I love to tinker, and I love high tech things in general, but when it comes to my tanks, there are two reasons I go low tech. 1). I have not nearly enough money to even DIY high tech components. 2). I have lots of time and patience. Just fits with my life better.


----------



## BruceF (Aug 5, 2011)

Cheap. Lazy.


----------



## Madfish (Sep 9, 2007)

Its nice and easy, my reef tank takes all of my time and money. But its nice to see some green for a change. I love my reef but sometimes its nice just to sit back and enjoy watching my shrimp tank.


----------



## littlebittyfish (Feb 13, 2011)

I like keeping it simple. And im broke. haha


----------



## im2smart4u (Dec 7, 2010)

BruceF said:


> Cheap. Lazy.


+1
Same as this guy


----------



## AshleyMac (Jun 22, 2011)

I'm terrified I will od my tank and all my sweet little fish/shrimp will die or the copper in excel will stress my shrimp. Their comfort comes first....which is why I still have the ugliest rock sculpture from my very first tank in my 15 gallon - the ottos and shrimp just love it too much for me to take it out.


----------



## OverStocked (May 26, 2007)

AshleyMac said:


> I'm terrified I will od my tank and all my sweet little fish/shrimp will die or the copper in excel will stress my shrimp. Their comfort comes first....which is why I still have the ugliest rock sculpture from my very first tank in my 15 gallon - the ottos and shrimp just love it too much for me to take it out.


There isn't any copper in excel.


----------



## JSA (Jun 3, 2011)

See recent post above yours: "I gassed my fish..." Sounds like something I would do if I had to mess with complicated valves and pressure, etc. Low tech=the KISS method. Keep it simple. For me, that's the only way to go.

Julia


----------



## lauraleellbp (Feb 3, 2008)

BruceF said:


> Cheap. Lazy.


Ditto.

I love that my tanks can pretty much be on autopilot for months on end... :thumbsup:

One of the bulbs has been dead over my 46gal for several months now. One of these days I'll go out and get a replacement, but the only difference is the Hygro has gotten really leggy and the rest of the plants just aren't growing as quickly. So... no urgency, I'll get around to it eventually... :fish:


----------



## audioaficionado (Apr 19, 2011)

I originally started a low tech tank because I didn't know of any other way until I found this forum. I had mostly crypts and vals that were nourished by my overstocked fauna. Worked very well and was stable for several years until I took a decades long hiatus from the hobby.

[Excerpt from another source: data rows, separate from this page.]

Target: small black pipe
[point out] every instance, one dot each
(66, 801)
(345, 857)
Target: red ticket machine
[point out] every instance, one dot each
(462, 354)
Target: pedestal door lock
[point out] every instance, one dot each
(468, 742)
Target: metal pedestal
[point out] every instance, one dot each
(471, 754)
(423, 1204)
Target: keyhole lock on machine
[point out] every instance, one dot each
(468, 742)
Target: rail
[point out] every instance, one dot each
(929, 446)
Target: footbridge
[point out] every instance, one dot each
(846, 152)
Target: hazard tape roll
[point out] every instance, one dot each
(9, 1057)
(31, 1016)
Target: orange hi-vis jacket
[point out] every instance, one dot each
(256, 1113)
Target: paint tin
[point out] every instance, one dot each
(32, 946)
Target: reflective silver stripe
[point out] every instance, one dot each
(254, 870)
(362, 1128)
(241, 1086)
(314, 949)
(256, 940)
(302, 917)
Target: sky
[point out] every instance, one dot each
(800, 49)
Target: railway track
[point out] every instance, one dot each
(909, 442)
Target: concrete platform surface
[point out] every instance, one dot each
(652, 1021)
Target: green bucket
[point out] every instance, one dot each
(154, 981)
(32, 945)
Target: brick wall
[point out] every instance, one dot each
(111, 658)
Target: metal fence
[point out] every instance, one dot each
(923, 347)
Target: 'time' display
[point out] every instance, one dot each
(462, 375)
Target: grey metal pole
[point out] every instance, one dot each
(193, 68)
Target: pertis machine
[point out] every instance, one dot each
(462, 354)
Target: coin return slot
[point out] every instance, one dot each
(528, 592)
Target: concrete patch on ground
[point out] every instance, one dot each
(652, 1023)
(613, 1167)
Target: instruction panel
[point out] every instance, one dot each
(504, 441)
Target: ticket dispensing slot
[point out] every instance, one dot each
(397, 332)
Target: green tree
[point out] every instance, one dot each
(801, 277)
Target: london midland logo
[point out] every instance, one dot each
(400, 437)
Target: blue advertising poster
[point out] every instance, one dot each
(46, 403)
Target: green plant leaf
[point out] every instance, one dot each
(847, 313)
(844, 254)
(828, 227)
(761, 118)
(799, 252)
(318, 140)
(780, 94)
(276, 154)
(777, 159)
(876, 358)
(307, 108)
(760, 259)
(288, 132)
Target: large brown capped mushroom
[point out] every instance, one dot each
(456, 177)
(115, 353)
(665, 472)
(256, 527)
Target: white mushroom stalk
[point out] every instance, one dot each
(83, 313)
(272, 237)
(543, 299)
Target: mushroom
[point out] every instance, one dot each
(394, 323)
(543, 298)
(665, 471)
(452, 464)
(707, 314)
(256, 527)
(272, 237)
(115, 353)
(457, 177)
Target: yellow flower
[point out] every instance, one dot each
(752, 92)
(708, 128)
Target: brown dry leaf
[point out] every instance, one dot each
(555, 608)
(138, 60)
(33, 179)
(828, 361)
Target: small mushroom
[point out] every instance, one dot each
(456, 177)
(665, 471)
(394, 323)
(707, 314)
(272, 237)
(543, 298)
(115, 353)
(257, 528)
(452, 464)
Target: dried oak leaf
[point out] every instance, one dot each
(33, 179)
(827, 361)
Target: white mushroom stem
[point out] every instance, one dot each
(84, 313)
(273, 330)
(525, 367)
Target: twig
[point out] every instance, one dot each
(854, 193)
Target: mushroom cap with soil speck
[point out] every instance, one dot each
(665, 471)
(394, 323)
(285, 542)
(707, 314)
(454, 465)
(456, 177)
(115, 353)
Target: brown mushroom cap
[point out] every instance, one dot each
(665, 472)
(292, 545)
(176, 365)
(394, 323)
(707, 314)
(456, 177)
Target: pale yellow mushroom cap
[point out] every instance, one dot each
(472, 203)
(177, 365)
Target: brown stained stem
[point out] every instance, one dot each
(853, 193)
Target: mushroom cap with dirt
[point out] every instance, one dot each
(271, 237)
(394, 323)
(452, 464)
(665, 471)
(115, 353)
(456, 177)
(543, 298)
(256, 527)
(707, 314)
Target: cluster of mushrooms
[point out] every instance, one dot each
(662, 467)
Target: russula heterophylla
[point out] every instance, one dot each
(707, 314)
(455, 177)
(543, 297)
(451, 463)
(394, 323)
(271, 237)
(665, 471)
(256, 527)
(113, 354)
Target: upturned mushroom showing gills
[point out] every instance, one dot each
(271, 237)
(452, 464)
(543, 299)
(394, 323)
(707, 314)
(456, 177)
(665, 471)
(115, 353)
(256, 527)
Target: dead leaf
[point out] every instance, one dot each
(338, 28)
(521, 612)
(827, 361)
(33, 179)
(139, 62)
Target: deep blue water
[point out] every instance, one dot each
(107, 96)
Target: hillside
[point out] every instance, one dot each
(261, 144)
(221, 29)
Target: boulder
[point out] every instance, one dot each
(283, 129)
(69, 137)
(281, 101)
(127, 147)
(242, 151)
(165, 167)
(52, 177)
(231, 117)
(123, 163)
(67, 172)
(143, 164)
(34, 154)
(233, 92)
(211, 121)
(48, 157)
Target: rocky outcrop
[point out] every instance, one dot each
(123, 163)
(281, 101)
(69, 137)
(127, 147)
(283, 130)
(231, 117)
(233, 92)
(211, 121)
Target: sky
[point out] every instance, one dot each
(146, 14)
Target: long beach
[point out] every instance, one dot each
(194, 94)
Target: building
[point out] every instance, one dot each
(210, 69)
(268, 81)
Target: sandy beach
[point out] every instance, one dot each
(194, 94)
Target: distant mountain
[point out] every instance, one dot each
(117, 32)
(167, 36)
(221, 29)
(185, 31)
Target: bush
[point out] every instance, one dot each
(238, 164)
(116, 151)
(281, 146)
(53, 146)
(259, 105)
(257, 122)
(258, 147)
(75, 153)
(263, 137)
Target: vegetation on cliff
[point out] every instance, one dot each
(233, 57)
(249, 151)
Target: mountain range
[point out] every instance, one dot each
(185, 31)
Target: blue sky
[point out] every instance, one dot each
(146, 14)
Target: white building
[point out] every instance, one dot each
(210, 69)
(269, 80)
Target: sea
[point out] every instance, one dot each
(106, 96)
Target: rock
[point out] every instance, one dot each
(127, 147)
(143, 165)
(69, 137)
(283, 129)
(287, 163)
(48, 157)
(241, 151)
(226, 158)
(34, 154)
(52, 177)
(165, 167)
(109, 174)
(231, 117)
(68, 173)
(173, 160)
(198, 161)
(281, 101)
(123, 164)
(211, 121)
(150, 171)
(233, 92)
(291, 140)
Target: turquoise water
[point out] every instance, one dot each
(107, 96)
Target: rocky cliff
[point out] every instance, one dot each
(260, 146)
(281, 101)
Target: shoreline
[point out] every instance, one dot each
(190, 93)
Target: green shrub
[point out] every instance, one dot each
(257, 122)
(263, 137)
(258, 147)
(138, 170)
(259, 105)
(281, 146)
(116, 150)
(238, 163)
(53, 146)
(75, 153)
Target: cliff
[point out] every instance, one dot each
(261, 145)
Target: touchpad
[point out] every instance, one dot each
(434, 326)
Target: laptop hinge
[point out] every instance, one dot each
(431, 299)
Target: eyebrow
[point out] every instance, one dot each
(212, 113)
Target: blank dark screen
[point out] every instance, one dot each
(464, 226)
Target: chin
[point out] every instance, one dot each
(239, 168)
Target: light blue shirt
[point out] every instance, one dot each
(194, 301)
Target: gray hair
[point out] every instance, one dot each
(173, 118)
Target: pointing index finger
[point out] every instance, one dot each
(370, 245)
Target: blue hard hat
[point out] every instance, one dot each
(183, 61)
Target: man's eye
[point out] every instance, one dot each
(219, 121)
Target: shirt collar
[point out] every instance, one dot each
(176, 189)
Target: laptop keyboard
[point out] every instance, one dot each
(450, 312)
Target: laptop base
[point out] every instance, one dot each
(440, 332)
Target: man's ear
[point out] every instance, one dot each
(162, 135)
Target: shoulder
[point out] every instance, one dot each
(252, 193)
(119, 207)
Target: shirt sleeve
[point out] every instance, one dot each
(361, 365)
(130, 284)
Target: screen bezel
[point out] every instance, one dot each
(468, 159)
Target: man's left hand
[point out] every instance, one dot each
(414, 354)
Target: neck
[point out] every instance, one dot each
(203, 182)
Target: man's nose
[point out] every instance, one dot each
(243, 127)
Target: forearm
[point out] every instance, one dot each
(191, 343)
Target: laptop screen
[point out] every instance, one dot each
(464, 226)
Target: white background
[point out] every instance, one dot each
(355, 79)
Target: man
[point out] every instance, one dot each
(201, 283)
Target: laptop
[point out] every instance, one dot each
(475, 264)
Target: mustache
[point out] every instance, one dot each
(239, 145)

I'm doing a high tech tank to see how well I like it. I plan on starting a couple of new tanks in the near future and they will be semi low or medium tech depending on the fauna such as shrimp. The main goal in any of my tanks be it high or low tech is to enjoy them and keep 'em as simple and low maintenance as possible. I've already got plenty of yard work to do and I don't want to be mowing the lawns and trimming the bushes indoors too.


----------



## falcooo (Sep 30, 2011)

Low Tech enthusiasts....how often do you do water changes? i keep reading about people saying once a week and it just seems so often. I feel as though once a month would suffice.


----------



## lauraleellbp (Feb 3, 2008)

90gal- 30-50% once every 2-3 months
46gal- 50-75% once every 2-3 months
My 29gal has had 2x 75% water changes this year.

All are lightly stocked and heavily planted- the tanks in my sig.


----------



## audioaficionado (Apr 19, 2011)

I just topped off my tank with RO water weekly and eventually did a 50% change every couple of months or so when the water started getting slightly yellow colored from organics buildup.


----------



## driftwoodhunter (Jul 1, 2011)

I'm low light/low tech for several reasons. Money is tight. I don't want to fool with Co2 because I'm a forgetful clutz. I prefer the low light plants to high maintainence stems - they remind me that I need to weed my 1400+ sq.foot garden! Lazy and forgetful (yes, I meant to say it twice!). I like the sloooow pace of growth, and I'm not the least bit into constant trimming, I want to sit back & veg out in front of the tank. Working it is not what I enjoy about it. I keep fish with plants, not plants with fish. I'm sure I would screw up the delicate balance of Co2/light/ferts. I also like the look of tanks that are as dark, moody and mysterious as possible. Lastly, I think the less I do that messes up what can be a natural balance, keeps the fish in a better mental state!


----------



## bpb (Mar 8, 2011)

I change water on my 75 low tech once a month or so because of the tannins. I soaked Malaysian driftwood for like 4 months to get it waterlogged so it would sink. It is now about at the 10 month mark and still leeching like mad. In a month without water change, it makes me tank look filled with coffee! Once it gets so dark I cannot see in the tank with the lights off, ill do a 50% water change. That is about monthly. Otherwise I would just top off.


----------



## Seedreemer (Sep 28, 2008)

I see we all have a lot in common what with being cheap, lazy, forgetful, procrastinators, and our perception of "fiddling" as work (I'm sure a lot of high-techies see it as enjoyable). 



falcooo said:


> Low Tech enthusiasts....how often do you do water changes? i keep reading about people saying once a week and it just seems so often. I feel as though once a month would suffice.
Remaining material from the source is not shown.